If you recall, Schnatter made headlines in 2017 when he said Papa John’s pizza sales were hurt by the NFL’s handling of players’ kneeling during the National Anthem in protest of racial injustice. That comment spawned white supremacists to declare the company their “official pizza,” and craft memes showing pics of its pizzas with pepperoni arranged to form swastikas.
On the call in May, with marketing agency Laundry Service, Schnatter was participating in a role-playing exercise designed to prevent public relations crises. According to Forbes, he sought to downplay the significance of his criticism of the league and its players.
“Colonel Sanders called blacks n—–s,” he said, complaining that Sanders had never received backlash, according to Forbes.
Forbes also reported that Schnatter recalled growing up in Indiana, where he said people used to drag black people from their trucks until they died.
Schnatter was ultimately ousted from the company he founded over his controversial remarks. As noted by Complex, he also “relinquished his position at the University of Louisville Board of Trustees amid pressure from the NAACP.”
But that hasn’t stopped him from “making an importance difference.”
“John is making and will continue to make an important difference,” Rev. Kevin Cosby, president of Simmons College of Kentucky, said in a statement, per the Louisville Courier-Journal. “His support will have a profound impact on Simmons’ capacity to serve our city, state and nation.”
“It’s been a pleasure to work with Dr. Cosby and Dr. Tolbert to learn about the important work they are doing in our community,” Schnatter said in a statement of his own. “I’m proud to support their efforts to help lift up those who want to better their own lives and the lives of those around them.”

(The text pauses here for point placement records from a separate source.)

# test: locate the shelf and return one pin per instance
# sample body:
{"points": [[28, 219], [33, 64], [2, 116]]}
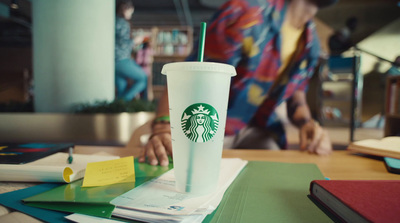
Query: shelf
{"points": [[392, 120]]}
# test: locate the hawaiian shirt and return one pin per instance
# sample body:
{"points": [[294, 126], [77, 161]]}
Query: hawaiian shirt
{"points": [[123, 42], [246, 34]]}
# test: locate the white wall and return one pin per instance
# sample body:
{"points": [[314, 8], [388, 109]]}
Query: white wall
{"points": [[73, 52]]}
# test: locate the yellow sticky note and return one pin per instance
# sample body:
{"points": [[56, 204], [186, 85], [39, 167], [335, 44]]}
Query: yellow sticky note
{"points": [[109, 172]]}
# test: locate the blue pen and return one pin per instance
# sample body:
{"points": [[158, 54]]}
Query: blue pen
{"points": [[70, 158]]}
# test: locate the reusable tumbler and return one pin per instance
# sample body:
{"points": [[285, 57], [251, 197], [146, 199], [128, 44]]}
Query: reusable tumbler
{"points": [[198, 98]]}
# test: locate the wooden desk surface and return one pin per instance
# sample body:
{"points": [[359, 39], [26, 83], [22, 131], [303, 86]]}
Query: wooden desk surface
{"points": [[341, 165]]}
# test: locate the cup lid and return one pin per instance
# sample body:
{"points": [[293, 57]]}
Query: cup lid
{"points": [[199, 66]]}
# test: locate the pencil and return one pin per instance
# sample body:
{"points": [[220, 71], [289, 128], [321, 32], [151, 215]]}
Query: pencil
{"points": [[70, 158]]}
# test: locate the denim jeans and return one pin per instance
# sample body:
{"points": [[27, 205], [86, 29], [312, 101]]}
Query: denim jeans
{"points": [[126, 70]]}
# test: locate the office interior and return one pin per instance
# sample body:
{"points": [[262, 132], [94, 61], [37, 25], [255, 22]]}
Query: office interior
{"points": [[82, 30]]}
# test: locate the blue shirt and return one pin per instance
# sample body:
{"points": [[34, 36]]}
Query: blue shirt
{"points": [[123, 41]]}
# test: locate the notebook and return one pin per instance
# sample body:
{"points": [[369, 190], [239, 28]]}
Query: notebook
{"points": [[359, 200], [19, 153]]}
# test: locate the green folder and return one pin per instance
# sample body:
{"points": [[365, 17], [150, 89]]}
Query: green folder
{"points": [[95, 201], [262, 192], [270, 192]]}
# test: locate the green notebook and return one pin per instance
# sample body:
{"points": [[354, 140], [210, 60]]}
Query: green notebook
{"points": [[95, 201], [270, 192], [262, 192]]}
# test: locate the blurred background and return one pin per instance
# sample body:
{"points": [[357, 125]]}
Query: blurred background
{"points": [[55, 54]]}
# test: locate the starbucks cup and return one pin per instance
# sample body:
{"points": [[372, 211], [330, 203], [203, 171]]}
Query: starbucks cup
{"points": [[198, 99]]}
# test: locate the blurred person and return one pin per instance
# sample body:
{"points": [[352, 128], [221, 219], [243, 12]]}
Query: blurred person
{"points": [[274, 47], [341, 40], [126, 69]]}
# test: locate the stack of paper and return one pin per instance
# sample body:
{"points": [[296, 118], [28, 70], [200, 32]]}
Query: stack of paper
{"points": [[53, 168], [158, 200]]}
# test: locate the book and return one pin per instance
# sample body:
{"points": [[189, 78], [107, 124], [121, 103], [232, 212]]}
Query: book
{"points": [[270, 192], [53, 168], [14, 153], [359, 200], [386, 147], [148, 202], [143, 172], [263, 191]]}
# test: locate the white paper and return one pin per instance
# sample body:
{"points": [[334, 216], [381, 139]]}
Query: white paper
{"points": [[81, 218], [52, 168], [158, 200]]}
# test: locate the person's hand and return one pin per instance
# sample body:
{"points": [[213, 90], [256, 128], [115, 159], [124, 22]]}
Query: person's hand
{"points": [[159, 146], [315, 139]]}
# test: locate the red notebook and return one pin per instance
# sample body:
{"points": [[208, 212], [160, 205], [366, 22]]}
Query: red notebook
{"points": [[359, 200]]}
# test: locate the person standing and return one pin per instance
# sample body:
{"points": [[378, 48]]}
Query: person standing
{"points": [[274, 47], [126, 69]]}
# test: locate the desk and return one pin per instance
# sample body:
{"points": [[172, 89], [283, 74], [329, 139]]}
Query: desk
{"points": [[341, 165]]}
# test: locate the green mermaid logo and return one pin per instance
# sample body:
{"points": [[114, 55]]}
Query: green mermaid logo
{"points": [[200, 122]]}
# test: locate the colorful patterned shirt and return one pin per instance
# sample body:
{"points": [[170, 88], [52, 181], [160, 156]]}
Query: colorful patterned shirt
{"points": [[246, 34]]}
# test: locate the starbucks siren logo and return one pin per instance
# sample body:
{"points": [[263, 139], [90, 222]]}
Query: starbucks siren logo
{"points": [[200, 122]]}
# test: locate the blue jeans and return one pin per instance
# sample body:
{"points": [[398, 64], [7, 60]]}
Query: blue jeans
{"points": [[125, 70]]}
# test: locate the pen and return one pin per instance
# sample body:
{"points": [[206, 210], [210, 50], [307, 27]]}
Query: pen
{"points": [[70, 158]]}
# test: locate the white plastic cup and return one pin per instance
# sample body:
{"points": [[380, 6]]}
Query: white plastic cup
{"points": [[198, 99]]}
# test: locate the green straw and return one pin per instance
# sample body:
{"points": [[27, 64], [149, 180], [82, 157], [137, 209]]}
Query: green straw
{"points": [[200, 56], [202, 38]]}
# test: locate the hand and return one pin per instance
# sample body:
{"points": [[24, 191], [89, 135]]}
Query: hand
{"points": [[315, 139], [159, 146]]}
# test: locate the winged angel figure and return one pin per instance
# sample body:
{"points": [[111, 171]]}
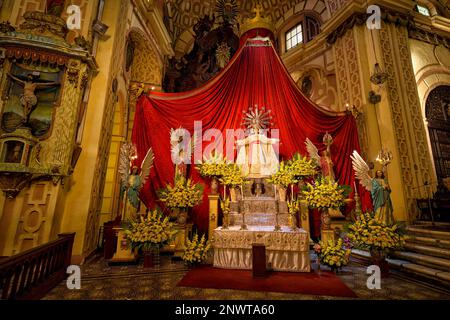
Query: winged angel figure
{"points": [[378, 187], [132, 177], [323, 161]]}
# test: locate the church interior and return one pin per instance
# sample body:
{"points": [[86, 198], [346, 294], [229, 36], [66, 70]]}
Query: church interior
{"points": [[225, 150]]}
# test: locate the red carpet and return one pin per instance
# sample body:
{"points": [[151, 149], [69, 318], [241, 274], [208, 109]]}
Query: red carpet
{"points": [[327, 283]]}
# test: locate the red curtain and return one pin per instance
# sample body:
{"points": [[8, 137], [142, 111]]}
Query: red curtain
{"points": [[255, 75]]}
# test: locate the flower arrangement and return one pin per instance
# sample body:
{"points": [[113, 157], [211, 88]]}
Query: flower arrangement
{"points": [[232, 176], [333, 254], [284, 177], [325, 193], [196, 250], [301, 167], [293, 206], [184, 194], [213, 166], [369, 234], [226, 209], [149, 232]]}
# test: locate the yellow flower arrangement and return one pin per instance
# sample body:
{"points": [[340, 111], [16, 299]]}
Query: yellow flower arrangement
{"points": [[226, 209], [293, 206], [196, 250], [301, 167], [325, 193], [184, 194], [151, 231], [369, 234], [332, 254], [225, 205], [232, 176], [284, 177], [213, 166]]}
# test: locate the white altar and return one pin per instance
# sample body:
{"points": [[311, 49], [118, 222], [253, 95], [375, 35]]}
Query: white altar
{"points": [[286, 250]]}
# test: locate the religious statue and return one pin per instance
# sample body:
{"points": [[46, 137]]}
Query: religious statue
{"points": [[256, 155], [133, 180], [324, 161], [28, 99], [14, 154], [378, 187], [54, 7], [181, 151]]}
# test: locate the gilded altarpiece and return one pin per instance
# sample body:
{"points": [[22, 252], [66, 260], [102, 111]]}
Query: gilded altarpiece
{"points": [[43, 79]]}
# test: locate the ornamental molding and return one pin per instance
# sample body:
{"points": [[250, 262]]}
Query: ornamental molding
{"points": [[434, 32]]}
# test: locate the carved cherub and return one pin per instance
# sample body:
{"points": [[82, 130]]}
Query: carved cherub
{"points": [[28, 99], [378, 187], [324, 161], [133, 178]]}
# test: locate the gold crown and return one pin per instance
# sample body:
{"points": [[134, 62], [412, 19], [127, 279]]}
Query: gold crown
{"points": [[258, 22]]}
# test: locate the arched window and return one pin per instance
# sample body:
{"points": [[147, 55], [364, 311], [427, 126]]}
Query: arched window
{"points": [[294, 36], [423, 10], [304, 31]]}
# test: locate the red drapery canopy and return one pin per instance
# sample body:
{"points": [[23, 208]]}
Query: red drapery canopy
{"points": [[255, 76]]}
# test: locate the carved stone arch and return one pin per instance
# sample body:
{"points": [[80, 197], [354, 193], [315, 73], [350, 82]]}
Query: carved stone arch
{"points": [[323, 89], [314, 8], [316, 11], [184, 43], [147, 66], [437, 109], [430, 5]]}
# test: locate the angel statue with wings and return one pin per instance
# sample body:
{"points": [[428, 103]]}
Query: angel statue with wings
{"points": [[132, 177], [324, 161], [378, 187]]}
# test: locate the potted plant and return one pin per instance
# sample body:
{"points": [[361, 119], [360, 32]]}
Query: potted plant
{"points": [[324, 194], [302, 168], [293, 208], [282, 179], [226, 209], [367, 233], [232, 178], [184, 194], [149, 234], [212, 167], [196, 250], [332, 254]]}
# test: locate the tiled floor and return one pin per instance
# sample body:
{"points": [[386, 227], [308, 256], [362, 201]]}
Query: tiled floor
{"points": [[100, 281]]}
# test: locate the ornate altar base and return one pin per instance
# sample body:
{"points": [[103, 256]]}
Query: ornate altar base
{"points": [[286, 250]]}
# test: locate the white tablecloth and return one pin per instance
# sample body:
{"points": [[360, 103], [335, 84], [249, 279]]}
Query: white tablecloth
{"points": [[286, 250]]}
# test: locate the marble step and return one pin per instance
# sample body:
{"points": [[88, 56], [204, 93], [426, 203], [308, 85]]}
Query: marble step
{"points": [[427, 241], [259, 219], [268, 190], [431, 251], [427, 232], [260, 205], [423, 259], [410, 267]]}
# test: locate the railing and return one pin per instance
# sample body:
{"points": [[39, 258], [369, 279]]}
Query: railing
{"points": [[32, 273]]}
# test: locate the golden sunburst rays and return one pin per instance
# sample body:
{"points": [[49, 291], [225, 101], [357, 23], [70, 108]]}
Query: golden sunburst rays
{"points": [[257, 118]]}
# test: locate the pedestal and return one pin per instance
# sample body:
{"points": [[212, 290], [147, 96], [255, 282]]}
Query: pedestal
{"points": [[304, 216], [178, 244], [213, 214], [327, 235], [123, 251]]}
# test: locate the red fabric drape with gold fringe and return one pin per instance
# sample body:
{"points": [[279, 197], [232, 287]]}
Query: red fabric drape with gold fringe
{"points": [[255, 75]]}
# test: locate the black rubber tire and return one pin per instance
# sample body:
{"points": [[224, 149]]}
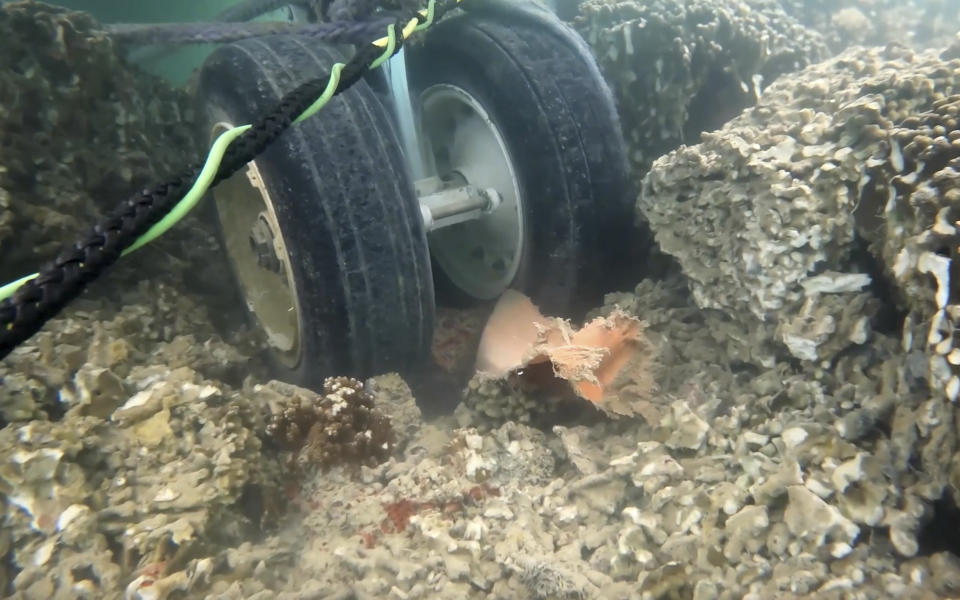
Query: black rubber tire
{"points": [[346, 209], [537, 81]]}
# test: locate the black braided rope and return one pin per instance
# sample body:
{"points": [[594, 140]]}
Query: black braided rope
{"points": [[41, 298]]}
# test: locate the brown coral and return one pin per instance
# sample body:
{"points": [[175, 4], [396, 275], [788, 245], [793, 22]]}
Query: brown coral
{"points": [[609, 361], [340, 427]]}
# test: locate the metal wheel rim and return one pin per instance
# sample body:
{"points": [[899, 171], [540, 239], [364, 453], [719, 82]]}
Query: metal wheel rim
{"points": [[241, 201], [481, 256]]}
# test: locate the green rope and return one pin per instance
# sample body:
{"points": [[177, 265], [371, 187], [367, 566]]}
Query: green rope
{"points": [[219, 147]]}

Papa John’s headquarters are located in Jeffersontown, Kentucky, which explains his ties to Simmons College.
Less than a week after his resignation, Schnatter claimed he was pressured by the marketing agency on the call to use the racial slur.
“The agency was promoting that vocabulary […] And I made it real clear: ‘Listen, we’re not gonna go there. We’re not gonna talk about this,’” Schnatter said during an interview with Louisville radio station WHAS. “They pushed me and it upset me, and I just said, ‘Listen, other people have used that word. I don’t, and will not use that word and people at Papa John’s don’t use that.’ And that was the comment. But they actually wanted to get into that vocabulary, and I said absolutely not.”